In fact, some of his customers are looking to raw milk to provide protection against a number of emerging viruses, including the H5N1 flu, McAfee said. He said he had to tell some customers proactively concerned about H5N1 milk that, unlike cows in other states, the H5N1 virus has not yet been detected in dairy cows in California.
Raw Farm works closely with California health officials to watching his cows for the H5N1 virus, McAfee said, a move he said has reassured the 500 stores that sell Raw Farm’s products.

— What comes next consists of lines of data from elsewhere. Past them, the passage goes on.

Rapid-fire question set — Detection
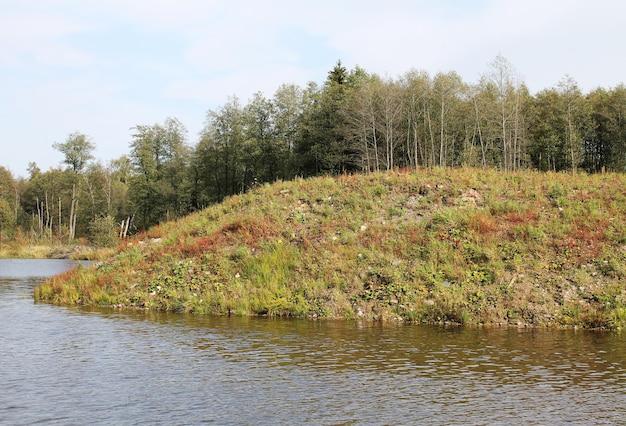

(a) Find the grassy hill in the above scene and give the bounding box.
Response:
[35,168,626,328]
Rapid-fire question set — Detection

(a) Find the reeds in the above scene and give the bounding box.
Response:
[35,168,626,328]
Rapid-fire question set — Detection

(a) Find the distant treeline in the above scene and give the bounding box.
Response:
[0,56,626,245]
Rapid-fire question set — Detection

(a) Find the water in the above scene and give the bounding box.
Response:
[0,260,626,425]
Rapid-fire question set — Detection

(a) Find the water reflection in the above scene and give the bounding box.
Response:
[0,265,626,424]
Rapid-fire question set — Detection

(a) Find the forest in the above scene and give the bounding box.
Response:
[0,55,626,246]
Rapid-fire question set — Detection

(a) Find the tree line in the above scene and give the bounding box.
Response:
[0,55,626,245]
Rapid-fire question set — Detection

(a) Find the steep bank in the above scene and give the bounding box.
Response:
[35,169,626,328]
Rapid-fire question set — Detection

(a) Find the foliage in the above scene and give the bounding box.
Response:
[6,55,626,251]
[36,168,626,328]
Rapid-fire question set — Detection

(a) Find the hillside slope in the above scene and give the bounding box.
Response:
[35,168,626,328]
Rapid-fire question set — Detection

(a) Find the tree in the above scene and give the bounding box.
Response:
[129,118,189,228]
[558,76,590,172]
[52,132,96,173]
[481,55,523,170]
[296,61,360,176]
[583,84,626,172]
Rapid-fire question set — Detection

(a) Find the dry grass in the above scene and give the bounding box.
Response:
[36,168,626,328]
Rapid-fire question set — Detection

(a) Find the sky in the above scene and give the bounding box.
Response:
[0,0,626,177]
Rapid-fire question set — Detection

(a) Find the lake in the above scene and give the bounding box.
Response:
[0,259,626,425]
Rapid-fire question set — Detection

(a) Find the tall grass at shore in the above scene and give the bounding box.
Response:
[35,168,626,328]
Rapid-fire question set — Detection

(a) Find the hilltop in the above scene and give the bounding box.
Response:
[35,168,626,328]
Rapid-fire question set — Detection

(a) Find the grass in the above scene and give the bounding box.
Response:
[35,168,626,329]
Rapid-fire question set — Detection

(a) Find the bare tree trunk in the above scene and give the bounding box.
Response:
[57,197,61,241]
[68,185,78,242]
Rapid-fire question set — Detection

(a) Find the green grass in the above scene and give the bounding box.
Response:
[35,168,626,329]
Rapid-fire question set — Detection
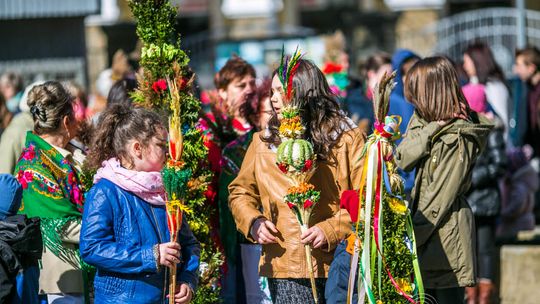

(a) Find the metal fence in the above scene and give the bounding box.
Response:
[402,8,540,75]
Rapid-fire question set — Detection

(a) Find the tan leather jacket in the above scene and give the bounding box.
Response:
[229,128,365,278]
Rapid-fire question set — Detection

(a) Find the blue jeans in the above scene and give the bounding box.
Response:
[324,241,358,304]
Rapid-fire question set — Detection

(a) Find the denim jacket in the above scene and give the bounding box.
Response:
[80,179,200,303]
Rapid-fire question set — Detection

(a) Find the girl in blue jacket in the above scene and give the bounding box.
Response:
[80,106,200,303]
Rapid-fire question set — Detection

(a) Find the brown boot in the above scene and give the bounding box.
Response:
[465,286,478,304]
[478,281,495,304]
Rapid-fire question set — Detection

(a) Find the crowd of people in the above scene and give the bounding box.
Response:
[0,42,540,304]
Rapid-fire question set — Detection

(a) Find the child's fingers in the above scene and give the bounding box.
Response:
[166,248,180,258]
[264,221,279,233]
[165,254,180,266]
[174,284,189,300]
[302,230,317,244]
[165,242,180,250]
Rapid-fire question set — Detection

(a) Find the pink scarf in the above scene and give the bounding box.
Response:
[94,158,166,206]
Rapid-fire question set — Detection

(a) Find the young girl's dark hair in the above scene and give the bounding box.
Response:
[28,81,75,135]
[87,105,165,169]
[261,59,352,160]
[404,56,471,122]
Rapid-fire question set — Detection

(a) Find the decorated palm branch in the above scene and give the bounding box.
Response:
[129,0,222,303]
[347,72,424,304]
[276,48,320,303]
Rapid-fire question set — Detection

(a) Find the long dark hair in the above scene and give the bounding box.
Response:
[86,104,165,169]
[261,59,352,160]
[465,42,505,84]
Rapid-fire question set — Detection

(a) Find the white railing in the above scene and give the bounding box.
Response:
[402,8,540,75]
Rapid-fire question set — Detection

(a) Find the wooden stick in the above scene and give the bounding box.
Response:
[301,224,319,304]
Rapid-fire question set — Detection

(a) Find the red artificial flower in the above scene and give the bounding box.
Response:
[152,79,167,94]
[302,159,313,172]
[21,145,36,160]
[383,152,394,161]
[323,62,343,74]
[178,77,187,91]
[17,170,34,189]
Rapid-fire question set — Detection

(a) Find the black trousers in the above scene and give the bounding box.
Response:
[425,287,465,304]
[268,278,326,304]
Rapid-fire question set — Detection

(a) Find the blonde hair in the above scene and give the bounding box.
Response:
[28,81,74,135]
[404,57,470,122]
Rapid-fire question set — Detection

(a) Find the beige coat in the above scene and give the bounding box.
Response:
[229,128,365,278]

Raw farm milk caused 2023 salmonella outbreak in California, and this year the company voluntarily recalled one of its raw milk cheeses fears of an E coli outbreakwhich the CDC says has led to 11 sick and five hospitalized in five states. While direct testing of the company’s products did not reveal any E coli contamination, CDC said“epidemiological evidence” suggests that Raw Farms cheddar “is the likely source of this outbreak.”
The company that pleaded guilty in 2008 to affixing “pet food” stickers. on its raw milk to illegally sell it across state lines for human consumption, still is in a battle with federal prosecutors on the marketing and distribution of raw cheese.

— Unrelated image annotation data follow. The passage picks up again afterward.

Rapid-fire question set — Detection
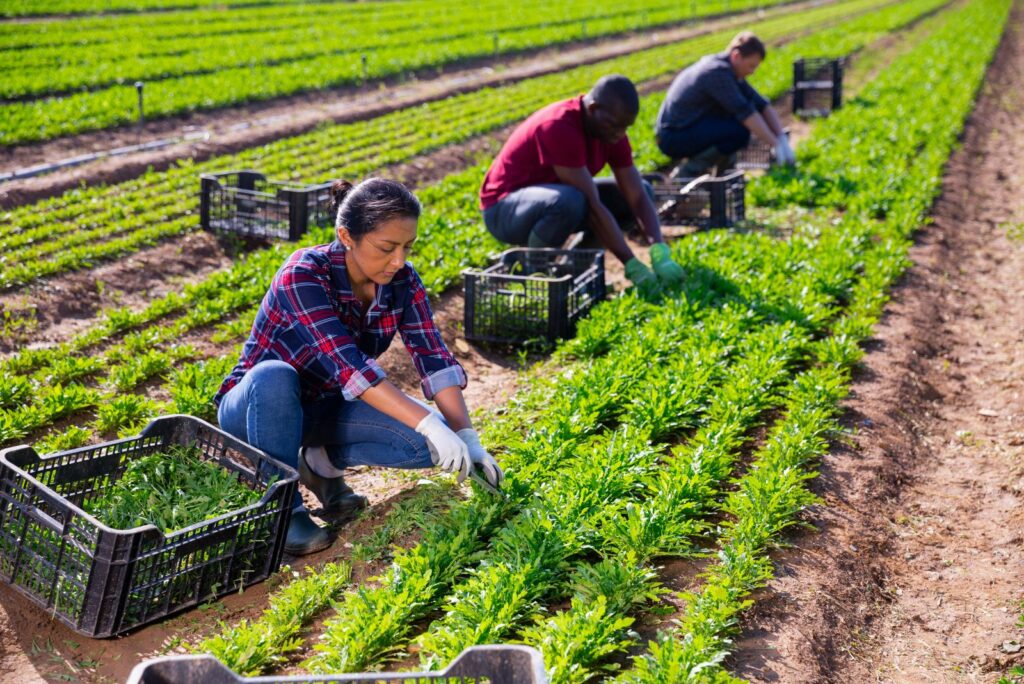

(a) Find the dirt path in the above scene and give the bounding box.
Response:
[0,0,820,209]
[733,3,1024,683]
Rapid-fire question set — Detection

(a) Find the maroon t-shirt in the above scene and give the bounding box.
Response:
[480,95,633,209]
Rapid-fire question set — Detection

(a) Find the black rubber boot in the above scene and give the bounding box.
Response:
[299,446,370,518]
[285,511,334,556]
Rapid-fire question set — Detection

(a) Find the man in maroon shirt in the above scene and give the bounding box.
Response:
[480,75,684,292]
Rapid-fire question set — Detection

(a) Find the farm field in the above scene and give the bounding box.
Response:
[0,0,1024,684]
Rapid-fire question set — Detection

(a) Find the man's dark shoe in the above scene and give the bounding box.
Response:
[285,511,334,556]
[299,446,370,519]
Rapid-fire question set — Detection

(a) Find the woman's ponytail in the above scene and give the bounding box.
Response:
[331,178,421,240]
[331,180,354,216]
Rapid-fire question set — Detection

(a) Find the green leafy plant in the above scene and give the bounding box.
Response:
[85,446,262,533]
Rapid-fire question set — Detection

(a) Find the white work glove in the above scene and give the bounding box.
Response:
[775,133,797,166]
[416,412,472,484]
[456,428,505,487]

In response to questions about the health risks of its Raw Animal smoothie, an Erewhon spokesperson wrote: “Due to company policy, we are unable to provide specific information regarding this particular product at this time.”

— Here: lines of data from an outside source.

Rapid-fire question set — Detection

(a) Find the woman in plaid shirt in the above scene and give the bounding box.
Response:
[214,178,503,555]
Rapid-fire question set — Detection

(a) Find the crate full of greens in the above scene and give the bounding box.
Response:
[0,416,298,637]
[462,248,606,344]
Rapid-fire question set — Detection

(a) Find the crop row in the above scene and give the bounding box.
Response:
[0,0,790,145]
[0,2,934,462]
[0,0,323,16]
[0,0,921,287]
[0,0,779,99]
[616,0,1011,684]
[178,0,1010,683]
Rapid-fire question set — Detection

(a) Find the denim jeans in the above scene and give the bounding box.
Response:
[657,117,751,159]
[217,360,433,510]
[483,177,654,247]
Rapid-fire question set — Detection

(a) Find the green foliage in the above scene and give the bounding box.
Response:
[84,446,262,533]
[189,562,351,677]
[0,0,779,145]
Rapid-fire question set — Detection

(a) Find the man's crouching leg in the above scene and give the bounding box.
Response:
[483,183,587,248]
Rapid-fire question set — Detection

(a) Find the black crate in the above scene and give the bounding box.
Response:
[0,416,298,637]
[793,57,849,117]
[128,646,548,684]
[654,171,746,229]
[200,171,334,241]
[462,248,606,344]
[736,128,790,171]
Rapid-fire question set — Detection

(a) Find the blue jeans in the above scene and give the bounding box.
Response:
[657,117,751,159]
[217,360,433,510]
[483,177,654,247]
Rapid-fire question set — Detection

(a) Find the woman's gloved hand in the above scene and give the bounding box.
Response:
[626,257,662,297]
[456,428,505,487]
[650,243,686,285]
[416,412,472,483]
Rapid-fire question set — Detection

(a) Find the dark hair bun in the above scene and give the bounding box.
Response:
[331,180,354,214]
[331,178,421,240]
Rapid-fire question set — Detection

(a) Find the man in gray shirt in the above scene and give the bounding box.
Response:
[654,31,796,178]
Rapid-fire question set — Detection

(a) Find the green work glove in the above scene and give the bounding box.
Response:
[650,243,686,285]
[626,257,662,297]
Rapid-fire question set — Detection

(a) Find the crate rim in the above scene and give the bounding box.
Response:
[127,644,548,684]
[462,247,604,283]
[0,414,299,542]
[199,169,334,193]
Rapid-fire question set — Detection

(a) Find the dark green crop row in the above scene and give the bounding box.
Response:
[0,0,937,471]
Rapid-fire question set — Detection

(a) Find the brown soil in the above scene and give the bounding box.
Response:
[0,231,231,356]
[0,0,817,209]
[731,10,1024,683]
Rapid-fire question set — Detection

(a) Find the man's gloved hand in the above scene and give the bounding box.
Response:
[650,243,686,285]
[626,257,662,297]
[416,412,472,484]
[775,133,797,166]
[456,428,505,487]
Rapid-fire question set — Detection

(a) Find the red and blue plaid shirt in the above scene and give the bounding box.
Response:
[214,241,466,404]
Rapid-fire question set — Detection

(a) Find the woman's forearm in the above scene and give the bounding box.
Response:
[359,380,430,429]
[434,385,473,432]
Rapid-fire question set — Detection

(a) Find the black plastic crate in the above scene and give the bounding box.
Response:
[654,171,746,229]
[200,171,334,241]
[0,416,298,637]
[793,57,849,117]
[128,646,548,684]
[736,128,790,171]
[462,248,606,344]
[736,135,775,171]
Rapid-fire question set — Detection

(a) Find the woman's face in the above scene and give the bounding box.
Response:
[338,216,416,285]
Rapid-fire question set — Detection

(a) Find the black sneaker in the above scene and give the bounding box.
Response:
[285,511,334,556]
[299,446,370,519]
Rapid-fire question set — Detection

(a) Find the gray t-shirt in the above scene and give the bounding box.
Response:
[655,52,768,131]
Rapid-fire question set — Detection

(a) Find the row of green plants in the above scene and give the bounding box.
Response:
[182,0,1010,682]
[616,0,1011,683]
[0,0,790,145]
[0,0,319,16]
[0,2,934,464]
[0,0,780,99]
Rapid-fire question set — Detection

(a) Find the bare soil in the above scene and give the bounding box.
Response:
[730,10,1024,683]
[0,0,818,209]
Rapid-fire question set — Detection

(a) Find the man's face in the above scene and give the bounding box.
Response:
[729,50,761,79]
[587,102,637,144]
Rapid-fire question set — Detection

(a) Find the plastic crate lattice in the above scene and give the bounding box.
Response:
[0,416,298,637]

Does it taste like organs?
Saladino, who once went by the name “CarnivoreMD,” rose to fame alongside Jordan Peterson and others influencers of the meat diet.
On his website, Saladino warns his followers against eating plants he says are likely to be harmful, and calls vegetables from cabbage and broccoli to tomatoes and soybeans “dumb foods” that can do more harm than good. (Saladino did not respond to a request for comment.)
“Are the vegans kicking in?” he asked an Erewhon employee one YouTube video during the launch of his smoothie in Los Angeles last summer.
For Angelenos who often use $20 Smoothie Tastings as fodder for building their social media following, the Raw Animal Smoothie’s gross factor seems to be no small part of its appeal.
But many videos about the drink don’t mention the health concerns about “raw” milk.
On TikTok, Spencer Pratt, a former reality star from Los Angeles, simply read the ingredients out loud and said “mmm”.
When I went to Erewhon to try Saladino’s smoothie, the cashier assured me that chunks of raw beef liver don’t go directly into the blender: “It’s like powder,” she said. The smoothie was actually one of her favorites: “It has this sweetness to it—you don’t really taste the organs.”
The smoothie looked harmless enough, even though it cost $22.80 including tip.
A sticker on the cup warned in very small print that unpasteurized milk products “may contain disease-causing microorganisms” and that infants, elderly customers and the immunocompromised were among the most at risk.
I took what I assumed would be my first and last sip of Russian Roulette, and I was shocked: it was tart, creamy, and delicious, with an innocent blueberry flavor. I took another sip, looking for undercurrents of powdered liver, but all I could taste was banana.
Wondering if a more refined palate might detect more meat flavor, I emailed the Guardian food writer Felicity Clokewho had tried the smoothie on a recent trip to Los Angeles and called it’s offal-but-not-terrible.
“My palate was berry yogurt with a faint but unmistakable back note of liver,” she writes. “The sweet earthy sweetness of the innards actually works quite well with the berries, but I found the concept and aftertaste a bit off-putting.”